Este princípio da graça que motiva a adoração e as boas obras é o que está presente no entendimento do Novo Testamento sobre “ofertar a Deus as primícias” (apesar de também estar no Antigo Testamento, agora vem de forma mais clara). Por isso, no Novo Testamento, o termo “dízimo” é menos usado, e passa-se a usar o termo “ofertas”, que demonstram voluntariedade, gratidão, alegria e amor, e não meramente obrigação. Antes de continuar, vamos definir os termos: (1) Dízimo significa décimo, isto é, a décima parte, ou dez por cento de algo. Assim dar o dízimo é dar dez por cento de um valor recebido; (2) Ofertas, ao contrário, não há valor determinado, são feitas de forma voluntária. Estas se assemelham a um presente dado à alguém em gratidão por algo, e quando dadas a Deus demonstram o tamanho de nossa gratidão por Cristo Jesus e sua salvação.

A motivação sempre é “a graça de nosso Senhor Jesus Cristo, que, sendo rico, se fez pobre por amor de nós, para que, pela sua pobreza, nos tornásseis ricos” (2 Co 8.9). Não é obrigação, mas ato de amor, Paulo mesmo diz :“Não vos falo na forma de mandamento, mas para provar, pela diligência de outros, a sinceridade do vosso amor” (2 Co 8.8); e ainda: “Cada um dê conforme determinou em seu coração, não com pesar ou por obrigação, pois Deus ama quem dá com alegria.” (1 Co 9.7 – NVI). 

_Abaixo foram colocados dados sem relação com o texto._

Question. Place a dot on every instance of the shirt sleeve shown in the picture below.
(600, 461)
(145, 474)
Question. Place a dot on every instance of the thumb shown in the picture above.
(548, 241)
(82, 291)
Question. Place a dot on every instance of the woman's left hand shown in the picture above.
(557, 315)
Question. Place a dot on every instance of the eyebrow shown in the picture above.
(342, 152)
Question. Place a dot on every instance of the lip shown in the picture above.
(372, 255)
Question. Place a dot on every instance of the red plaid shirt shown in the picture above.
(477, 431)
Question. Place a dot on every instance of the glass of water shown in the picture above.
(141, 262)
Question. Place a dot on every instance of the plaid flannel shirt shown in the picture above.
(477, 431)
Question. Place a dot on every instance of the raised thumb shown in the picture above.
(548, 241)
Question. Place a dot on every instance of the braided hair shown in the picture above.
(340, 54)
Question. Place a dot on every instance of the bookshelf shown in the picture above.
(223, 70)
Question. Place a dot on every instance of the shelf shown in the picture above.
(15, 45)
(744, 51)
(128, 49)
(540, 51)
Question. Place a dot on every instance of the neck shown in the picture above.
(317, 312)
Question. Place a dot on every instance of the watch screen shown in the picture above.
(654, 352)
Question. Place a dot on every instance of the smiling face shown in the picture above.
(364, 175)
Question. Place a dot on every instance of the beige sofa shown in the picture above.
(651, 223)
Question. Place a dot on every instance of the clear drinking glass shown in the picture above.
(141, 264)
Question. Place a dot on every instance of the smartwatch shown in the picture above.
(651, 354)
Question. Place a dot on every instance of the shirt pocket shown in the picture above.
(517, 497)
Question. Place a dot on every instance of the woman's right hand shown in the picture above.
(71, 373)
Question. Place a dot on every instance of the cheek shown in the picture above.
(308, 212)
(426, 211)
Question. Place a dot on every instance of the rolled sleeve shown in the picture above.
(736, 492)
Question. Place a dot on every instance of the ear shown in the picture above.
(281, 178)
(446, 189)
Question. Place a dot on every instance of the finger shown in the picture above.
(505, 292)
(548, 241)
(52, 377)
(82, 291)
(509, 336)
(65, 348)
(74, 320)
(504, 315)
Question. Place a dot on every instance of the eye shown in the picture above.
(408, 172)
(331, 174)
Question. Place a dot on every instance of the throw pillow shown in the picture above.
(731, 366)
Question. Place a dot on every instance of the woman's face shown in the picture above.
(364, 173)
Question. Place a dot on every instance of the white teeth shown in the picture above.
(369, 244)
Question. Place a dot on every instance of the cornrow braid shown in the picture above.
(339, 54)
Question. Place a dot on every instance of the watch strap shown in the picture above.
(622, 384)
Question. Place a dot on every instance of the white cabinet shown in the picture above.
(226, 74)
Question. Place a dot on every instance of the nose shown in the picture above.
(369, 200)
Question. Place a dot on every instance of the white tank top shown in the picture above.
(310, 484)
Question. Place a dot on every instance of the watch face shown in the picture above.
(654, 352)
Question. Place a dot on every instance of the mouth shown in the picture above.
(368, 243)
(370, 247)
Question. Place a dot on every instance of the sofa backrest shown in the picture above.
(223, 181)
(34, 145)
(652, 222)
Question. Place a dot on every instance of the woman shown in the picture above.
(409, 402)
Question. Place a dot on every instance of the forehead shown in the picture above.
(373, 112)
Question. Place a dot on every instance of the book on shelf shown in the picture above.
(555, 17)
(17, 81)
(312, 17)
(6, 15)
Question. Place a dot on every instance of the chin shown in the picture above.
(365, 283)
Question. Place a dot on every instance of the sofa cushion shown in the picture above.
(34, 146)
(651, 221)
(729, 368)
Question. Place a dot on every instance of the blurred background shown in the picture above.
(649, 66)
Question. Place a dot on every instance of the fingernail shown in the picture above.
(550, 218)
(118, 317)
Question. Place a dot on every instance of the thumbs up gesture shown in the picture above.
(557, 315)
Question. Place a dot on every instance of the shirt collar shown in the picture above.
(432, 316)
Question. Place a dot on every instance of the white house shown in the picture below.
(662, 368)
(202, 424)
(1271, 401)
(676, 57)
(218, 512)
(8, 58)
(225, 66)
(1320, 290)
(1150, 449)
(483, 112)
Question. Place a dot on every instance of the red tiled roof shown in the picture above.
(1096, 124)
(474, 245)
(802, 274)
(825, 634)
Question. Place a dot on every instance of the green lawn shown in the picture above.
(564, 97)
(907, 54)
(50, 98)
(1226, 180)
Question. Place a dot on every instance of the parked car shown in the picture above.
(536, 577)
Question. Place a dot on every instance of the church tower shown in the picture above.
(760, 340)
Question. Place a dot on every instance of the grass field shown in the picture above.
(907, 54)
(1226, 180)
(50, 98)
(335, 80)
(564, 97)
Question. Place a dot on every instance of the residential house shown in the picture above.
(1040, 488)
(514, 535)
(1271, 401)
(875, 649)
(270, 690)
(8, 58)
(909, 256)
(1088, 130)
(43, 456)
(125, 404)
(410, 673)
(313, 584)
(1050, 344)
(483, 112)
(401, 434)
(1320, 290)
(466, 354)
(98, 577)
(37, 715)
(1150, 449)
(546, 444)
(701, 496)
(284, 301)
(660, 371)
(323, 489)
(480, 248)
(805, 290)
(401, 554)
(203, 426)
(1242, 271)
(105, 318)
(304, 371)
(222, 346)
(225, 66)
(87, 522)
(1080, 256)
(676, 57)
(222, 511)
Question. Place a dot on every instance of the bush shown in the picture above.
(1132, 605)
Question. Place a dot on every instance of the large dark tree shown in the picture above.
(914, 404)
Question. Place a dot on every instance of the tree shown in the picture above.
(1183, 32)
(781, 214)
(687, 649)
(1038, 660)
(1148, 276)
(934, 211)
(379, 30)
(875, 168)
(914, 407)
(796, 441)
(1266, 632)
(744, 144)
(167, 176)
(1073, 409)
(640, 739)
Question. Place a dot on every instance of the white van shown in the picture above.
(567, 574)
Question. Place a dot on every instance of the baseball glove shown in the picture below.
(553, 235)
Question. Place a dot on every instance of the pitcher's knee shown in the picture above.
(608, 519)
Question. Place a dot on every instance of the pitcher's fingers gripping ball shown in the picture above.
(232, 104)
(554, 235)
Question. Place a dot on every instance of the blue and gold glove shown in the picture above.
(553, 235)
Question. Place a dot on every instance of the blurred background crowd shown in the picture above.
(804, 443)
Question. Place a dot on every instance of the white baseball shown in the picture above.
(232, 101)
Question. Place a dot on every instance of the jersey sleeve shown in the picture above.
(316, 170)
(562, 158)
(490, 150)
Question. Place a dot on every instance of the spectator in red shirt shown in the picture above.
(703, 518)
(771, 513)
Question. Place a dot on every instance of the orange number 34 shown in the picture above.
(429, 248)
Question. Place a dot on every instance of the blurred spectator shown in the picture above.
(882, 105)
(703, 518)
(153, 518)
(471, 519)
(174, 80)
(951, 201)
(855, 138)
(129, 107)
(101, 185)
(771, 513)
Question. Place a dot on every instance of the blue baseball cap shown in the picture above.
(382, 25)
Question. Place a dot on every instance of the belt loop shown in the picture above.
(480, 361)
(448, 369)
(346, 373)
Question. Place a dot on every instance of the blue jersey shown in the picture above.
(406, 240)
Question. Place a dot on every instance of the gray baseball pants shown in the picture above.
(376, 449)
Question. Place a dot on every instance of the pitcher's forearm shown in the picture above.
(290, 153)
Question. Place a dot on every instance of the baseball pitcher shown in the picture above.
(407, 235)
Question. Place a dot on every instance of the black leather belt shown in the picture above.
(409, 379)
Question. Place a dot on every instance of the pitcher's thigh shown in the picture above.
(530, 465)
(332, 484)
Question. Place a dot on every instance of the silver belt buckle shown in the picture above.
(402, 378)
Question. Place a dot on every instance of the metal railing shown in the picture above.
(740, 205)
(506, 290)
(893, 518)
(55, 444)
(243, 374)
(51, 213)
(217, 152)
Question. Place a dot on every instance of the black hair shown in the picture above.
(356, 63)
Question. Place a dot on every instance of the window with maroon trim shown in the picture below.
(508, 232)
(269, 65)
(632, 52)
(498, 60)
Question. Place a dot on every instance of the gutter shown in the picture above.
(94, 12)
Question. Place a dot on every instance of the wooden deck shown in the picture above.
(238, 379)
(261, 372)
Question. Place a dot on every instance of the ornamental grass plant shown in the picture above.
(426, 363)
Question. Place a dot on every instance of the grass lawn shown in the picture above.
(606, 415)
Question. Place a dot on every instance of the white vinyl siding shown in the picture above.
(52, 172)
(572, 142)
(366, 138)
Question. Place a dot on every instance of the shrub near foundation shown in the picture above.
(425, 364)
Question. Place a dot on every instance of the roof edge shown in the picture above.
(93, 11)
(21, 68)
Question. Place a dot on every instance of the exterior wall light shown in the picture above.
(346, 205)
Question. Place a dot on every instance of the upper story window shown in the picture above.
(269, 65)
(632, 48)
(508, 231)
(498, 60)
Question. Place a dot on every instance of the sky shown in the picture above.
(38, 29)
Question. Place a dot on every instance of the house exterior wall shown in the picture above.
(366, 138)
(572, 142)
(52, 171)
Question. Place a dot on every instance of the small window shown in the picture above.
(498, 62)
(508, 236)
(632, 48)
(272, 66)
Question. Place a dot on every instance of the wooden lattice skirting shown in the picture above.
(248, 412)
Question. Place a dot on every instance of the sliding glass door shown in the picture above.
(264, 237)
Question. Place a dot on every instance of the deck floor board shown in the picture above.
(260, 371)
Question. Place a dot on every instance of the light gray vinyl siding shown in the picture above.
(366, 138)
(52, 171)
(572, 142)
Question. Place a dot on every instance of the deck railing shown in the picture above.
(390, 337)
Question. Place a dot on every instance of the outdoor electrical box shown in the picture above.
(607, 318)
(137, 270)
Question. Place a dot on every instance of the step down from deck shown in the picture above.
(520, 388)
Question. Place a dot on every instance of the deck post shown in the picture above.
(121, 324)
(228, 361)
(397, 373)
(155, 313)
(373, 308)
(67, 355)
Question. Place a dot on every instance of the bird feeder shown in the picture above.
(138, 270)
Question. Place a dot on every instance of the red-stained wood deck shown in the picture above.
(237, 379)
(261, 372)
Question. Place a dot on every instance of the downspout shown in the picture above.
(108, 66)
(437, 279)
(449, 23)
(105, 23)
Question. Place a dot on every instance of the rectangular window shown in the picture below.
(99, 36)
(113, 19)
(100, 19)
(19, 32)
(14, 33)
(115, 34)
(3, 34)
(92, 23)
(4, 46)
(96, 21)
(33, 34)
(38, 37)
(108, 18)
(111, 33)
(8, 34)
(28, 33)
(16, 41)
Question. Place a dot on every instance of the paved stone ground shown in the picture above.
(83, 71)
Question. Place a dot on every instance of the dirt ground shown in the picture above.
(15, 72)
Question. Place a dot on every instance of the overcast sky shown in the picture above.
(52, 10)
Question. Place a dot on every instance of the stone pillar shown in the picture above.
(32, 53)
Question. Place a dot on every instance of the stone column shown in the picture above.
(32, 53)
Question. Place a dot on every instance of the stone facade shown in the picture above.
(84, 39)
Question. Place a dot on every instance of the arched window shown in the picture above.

Assim, em 2 Coríntios 8 e 9, aprendemos que devemos doar não por obrigação, mas de coração, com generosidade e proporcionalmente aquilo que temos recebido de Deus (conforme a sua prosperidade – 1 Co 16.1-2[6]). Isto é, aqueles que Deus mais tem dado recursos, doam mais conforme aquilo que receberam, e a promessa de prosperidade aos que doam em 2 Coríntios 9 é “a fim de que, tendo sempre, em tudo, ampla suficiência, superabundeis em toda boa obra” (v.8), isto é, para poder doar mais e abençoar mais a obra do reino de Deus.

Timothy Keller em seu livro “falsos deuses”, quando está expondo sobre a idolatria ao dinheiro, diz que muitas pessoas chegam até ele e pergunta se é obrigatório dar o dízimo hoje. E ele responde em negação dizendo que não é obrigatório. E, quando estas pessoas respiram aliviadas ele continua com uma pergunta: “Contudo temos recebido mais ou menos da graça de Deus do que os irmãos do AT?[7] Cristo deu toda sua vida ou parte dela por nós? Keller conclui mostrando que o dízimo vem a ser apenas um princípio mínimo, isto é, se for dar que seja pelo menos dez por cento e não por obrigação, mas por gratidão, em resposta a graça divina. Desta forma, não podemos deixar que a noção de dar dez por cento de nossa renda (dízimo), transforme nosso doar em uma atitude morta, insensível e sem alegria, pois o princípio mais importante é o dedicar as primícias a Deus (e não o valor) em adoração, como prova que não idolatramos o dinheiro. Sendo assim, dízimo é apenas a quantidade mínima quando pensamos em doar, isto é, devemos entender que quando doamos, ofertamos de coração a Deus, e o valor deve ser algo dado de coração com generosidade, proporcionalidade e gratidão, para não moralizarmos de forma legalista os dez por cento habituais.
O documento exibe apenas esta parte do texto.